Cependant, malgré cet enthousiasme, une réalité incontournable s’est imposée : la montée du Rassemblement National. Pour faire face à cette menace, un rapprochement avec le maire sortant semblait être la seule option viable. "La décision de se retirer n’était ni facile ni agréable. Il a fallu agir rapidement tout en prenant une décision collective. Nous devons éviter qu'un maire inexpérimenté, sans projet, prenne les rênes. Christophe Rivenq, bien que nous ayons nos différences, reste un élu compétent," a-t-il ajouté, mettant en avant la nécessité de stabilité pour Alès.
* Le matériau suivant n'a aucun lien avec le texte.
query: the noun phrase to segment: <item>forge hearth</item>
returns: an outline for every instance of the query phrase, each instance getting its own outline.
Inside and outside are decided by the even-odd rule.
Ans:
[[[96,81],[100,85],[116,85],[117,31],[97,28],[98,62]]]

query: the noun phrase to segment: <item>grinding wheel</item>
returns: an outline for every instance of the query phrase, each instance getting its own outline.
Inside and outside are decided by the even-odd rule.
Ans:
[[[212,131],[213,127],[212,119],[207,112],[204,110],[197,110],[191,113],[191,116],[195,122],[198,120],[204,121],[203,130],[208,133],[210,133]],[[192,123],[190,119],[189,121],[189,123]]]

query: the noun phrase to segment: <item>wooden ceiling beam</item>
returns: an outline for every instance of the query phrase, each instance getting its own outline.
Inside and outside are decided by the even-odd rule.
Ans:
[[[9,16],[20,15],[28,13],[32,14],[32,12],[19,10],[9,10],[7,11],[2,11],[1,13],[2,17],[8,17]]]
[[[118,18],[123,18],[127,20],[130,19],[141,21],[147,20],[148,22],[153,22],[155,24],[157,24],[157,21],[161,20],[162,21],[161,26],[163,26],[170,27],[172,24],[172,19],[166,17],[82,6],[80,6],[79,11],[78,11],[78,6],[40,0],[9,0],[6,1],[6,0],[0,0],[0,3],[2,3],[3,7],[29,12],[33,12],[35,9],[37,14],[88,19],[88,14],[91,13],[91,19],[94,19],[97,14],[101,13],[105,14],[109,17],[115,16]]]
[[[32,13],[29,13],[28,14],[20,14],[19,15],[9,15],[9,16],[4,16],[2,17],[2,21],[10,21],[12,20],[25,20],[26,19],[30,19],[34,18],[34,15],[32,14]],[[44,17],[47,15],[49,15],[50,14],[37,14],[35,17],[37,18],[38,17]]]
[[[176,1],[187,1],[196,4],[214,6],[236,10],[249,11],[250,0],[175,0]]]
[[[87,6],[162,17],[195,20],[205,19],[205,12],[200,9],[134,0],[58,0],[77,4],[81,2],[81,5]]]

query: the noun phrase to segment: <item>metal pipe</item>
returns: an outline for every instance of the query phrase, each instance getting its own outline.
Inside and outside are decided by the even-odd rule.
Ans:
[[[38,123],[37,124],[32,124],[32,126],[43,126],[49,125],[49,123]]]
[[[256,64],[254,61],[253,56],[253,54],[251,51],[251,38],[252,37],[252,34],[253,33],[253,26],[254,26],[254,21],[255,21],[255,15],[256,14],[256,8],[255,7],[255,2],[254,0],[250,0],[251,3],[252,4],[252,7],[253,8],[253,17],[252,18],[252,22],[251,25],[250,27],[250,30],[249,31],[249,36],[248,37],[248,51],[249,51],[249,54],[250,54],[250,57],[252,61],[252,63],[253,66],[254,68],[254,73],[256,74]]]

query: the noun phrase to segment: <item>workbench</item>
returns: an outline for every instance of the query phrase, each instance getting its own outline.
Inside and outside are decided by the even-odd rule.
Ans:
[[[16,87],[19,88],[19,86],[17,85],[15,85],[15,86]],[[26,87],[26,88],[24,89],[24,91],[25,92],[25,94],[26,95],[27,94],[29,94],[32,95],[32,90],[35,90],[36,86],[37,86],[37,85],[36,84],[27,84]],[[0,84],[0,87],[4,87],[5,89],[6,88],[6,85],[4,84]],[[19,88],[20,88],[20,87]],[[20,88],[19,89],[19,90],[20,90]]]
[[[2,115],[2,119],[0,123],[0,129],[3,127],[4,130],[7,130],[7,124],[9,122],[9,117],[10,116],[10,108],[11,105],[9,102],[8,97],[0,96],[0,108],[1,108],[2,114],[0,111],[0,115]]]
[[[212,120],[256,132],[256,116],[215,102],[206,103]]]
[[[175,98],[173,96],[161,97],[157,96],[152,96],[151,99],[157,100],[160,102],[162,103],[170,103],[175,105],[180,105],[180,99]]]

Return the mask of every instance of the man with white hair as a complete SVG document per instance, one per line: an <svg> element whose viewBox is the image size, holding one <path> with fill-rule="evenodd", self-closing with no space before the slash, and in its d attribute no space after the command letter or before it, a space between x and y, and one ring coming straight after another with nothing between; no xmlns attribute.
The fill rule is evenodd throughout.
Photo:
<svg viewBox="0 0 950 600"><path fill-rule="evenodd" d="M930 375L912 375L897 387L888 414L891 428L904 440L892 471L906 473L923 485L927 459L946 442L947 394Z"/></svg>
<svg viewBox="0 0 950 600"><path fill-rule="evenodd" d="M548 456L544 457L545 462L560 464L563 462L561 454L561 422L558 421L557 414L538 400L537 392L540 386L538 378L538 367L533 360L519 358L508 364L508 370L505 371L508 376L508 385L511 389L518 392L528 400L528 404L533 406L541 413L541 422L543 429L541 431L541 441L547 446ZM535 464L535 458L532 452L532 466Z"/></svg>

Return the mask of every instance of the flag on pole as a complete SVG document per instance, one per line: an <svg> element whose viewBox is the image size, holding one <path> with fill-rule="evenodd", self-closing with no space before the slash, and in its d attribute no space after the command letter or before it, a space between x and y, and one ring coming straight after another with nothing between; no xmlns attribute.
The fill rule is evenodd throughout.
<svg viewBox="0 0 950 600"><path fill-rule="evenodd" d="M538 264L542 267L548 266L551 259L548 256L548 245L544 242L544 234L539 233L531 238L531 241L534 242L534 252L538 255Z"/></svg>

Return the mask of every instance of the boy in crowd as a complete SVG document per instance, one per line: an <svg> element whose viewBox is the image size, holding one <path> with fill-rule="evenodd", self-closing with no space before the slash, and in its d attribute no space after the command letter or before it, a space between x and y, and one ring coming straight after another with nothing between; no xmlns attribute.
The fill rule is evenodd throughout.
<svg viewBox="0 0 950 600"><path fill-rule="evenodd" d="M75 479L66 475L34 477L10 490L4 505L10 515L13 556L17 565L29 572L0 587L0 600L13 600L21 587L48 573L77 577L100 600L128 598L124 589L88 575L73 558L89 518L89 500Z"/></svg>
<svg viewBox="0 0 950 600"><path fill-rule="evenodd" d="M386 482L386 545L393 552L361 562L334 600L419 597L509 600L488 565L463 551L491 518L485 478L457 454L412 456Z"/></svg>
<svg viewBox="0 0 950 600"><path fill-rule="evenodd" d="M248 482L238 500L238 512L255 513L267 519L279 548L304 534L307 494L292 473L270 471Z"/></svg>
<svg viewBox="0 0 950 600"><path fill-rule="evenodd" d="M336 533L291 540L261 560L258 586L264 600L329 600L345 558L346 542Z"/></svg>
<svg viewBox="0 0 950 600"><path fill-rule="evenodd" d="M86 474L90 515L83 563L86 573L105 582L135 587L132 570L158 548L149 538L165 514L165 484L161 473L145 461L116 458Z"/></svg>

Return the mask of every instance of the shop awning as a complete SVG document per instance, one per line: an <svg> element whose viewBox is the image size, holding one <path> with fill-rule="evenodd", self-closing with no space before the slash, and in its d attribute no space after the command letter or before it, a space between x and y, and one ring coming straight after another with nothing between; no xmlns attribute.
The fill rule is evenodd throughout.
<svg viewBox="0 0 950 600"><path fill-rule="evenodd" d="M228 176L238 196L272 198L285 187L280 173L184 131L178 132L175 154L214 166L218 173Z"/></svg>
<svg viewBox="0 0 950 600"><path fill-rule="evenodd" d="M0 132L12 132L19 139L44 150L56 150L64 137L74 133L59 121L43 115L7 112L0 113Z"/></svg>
Ne pas être au conseil municipal n’est pas rédhibitoire
Interrogé sur le risque de disparaître du paysage politique local, Imbert se montre rassurant : "Nous continuerons d’agir pour la Ville. Être élu au conseil n’est pas le summum de l’engagement. J’aurais pu choisir cette voie facile, mais cela n’aurait pas été bénéfique pour Alès. Nous pouvons demeurer actifs sans sièges d’opposition. Nous allons innover et multiplier les initiatives publiques comme des cafés-débats, des conférences de presse, et d'autres moyens de rester visibles."
Le candidat de la liste "Alès commun" a été clair : aucun accord n’a été conclu lors de son retrait. "Je refuse de jouer la politique bassement calculée. Mon retrait est un sacrifice personnel, mais cela en vaut la peine. La vie continue en dehors des élections, et je suis heureux de la retrouver," a-t-il conclu. Cette volonté de rester engagé sans passer par le conseil municipal soulève des questions sur les nouvelles formes de participation citoyenne qui pourraient émerger à Alès.